Una parte del partito contesta la decisione: «Alcuni dirigenti non erano legittimati a fare la scelta»
FRANCAVILLA. Non si placa lo scontro all'interno del Partito democratico di Francavilla dopo la scelta della coalizione di centrosinistra di candidare Luisa Russo alle prossime elezioni amministrative. Se una parte del Pd ha appoggiato la decisione, ce n'è un'altra che non l'ha fatto.

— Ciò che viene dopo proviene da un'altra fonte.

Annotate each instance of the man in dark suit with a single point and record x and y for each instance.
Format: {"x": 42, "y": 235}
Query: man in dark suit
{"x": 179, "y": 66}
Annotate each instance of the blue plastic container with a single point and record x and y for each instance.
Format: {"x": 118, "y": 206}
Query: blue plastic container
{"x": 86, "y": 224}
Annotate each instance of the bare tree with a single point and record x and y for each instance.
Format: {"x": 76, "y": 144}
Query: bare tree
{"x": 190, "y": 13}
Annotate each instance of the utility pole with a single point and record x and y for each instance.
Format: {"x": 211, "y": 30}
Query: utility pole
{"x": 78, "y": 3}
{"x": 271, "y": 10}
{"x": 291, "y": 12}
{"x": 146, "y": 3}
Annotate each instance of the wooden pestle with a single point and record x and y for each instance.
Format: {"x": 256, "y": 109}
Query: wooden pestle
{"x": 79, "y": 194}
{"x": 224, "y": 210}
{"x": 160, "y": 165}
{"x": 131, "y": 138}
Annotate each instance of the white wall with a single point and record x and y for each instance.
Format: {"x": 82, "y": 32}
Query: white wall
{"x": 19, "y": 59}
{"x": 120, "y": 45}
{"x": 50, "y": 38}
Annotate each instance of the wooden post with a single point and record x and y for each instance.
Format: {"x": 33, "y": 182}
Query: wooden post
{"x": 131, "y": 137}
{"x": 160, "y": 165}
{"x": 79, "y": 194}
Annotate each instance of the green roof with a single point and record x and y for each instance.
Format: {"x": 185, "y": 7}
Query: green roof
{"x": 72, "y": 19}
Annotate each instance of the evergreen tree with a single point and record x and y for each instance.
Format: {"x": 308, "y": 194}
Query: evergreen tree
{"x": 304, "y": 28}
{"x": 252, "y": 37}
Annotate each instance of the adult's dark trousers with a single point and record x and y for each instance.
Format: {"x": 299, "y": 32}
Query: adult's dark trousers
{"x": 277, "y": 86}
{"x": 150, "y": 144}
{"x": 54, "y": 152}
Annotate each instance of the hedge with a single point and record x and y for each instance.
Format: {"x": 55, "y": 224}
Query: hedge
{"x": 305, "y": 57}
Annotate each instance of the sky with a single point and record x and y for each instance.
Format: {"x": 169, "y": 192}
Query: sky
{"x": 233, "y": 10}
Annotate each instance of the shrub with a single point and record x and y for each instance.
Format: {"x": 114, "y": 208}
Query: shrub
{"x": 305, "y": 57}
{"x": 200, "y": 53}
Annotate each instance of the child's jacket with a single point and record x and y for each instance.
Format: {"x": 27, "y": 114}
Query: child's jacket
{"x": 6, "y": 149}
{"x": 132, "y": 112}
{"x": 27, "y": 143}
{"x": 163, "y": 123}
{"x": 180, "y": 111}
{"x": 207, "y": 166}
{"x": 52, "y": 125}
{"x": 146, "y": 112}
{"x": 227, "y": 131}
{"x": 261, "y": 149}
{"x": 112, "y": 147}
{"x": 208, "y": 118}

«Siamo venuti a conoscenza, in maniera purtroppo sospettosamente tardiva, dell’anagrafe certificata degli iscritti del circolo Pd di Francavilla, da cui risulta che la maggior parte dei membri del direttivo del circolo non ha rinnovato, nei termini stabiliti, la tessera relativa all’anno 2020», si legge in una nota diramata dal gruppo vicina al segretario cittadino Mirko Di Muzio, «se ne evince, quindi, che molti membri del direttivo risultavano decaduti dalla carica nel momento in cui sono state valutate le candidature a sindaco per le prossime elezioni amministrative. Gli stessi che continuano ad inviare richieste di sfiducia del segretario cittadino, l’ultima nella giornata di venerdì 11 giugno, e che si sono affrettati ad aderire al progetto #avantiinsieme», quello che capo alla Russo.
«Ci sgomenta», è scritto ancora, «la solerzia con cui alcuni esponenti provinciali e regionali del Pd hanno avallato le iniziative di uno sparuto gruppo di vecchi esponenti del partito locale, già abbondantemente bocciati dalla storia politica recente, nell’assecondare le iniziative politiche di altri soggetti esterni al partito, che da mesi hanno lavorato all'azzeramento della rappresentanza del Pd nell'amministrazione, nella malcelata indifferenza del gruppo consiliare». Vanno avanti: «Abbiamo già segnalato tale violazione agli organismi di garanzia regionali e nazionali per diffidare dal recepire qualunque iniziativa politica provenga da chi ormai dal 30 aprile 2021 è decaduto da ogni carica dirigenziale cittadina».
Poi aggiungono: «Quanto avvenuto negli ultimi mesi restituisce un'immagine del Pd in totale asintonia rispetto a quello che il partito ha rappresentato in questi ultimi cinque anni nella città e fra la gente. Ci sembra chiaro che il Pd sovra cittadino abbia scelto di non assicurare alcun percorso di dignità a chi, come noi, ha lavorato in questi anni, rendendosi finanche disponibile a rivedere il posizionamento delle proprie proposte migliori, come quelle di Francesca Buttari (uno dei nomi fatti per ricoprire il ruolo di candidato sindaco) ripetutamente offesa in questi mesi, pur di assicurare il bene di una coalizione». E chiude: «A tutto però c’è un limite, a questo gioco non ci stiamo più». (a.d.s.)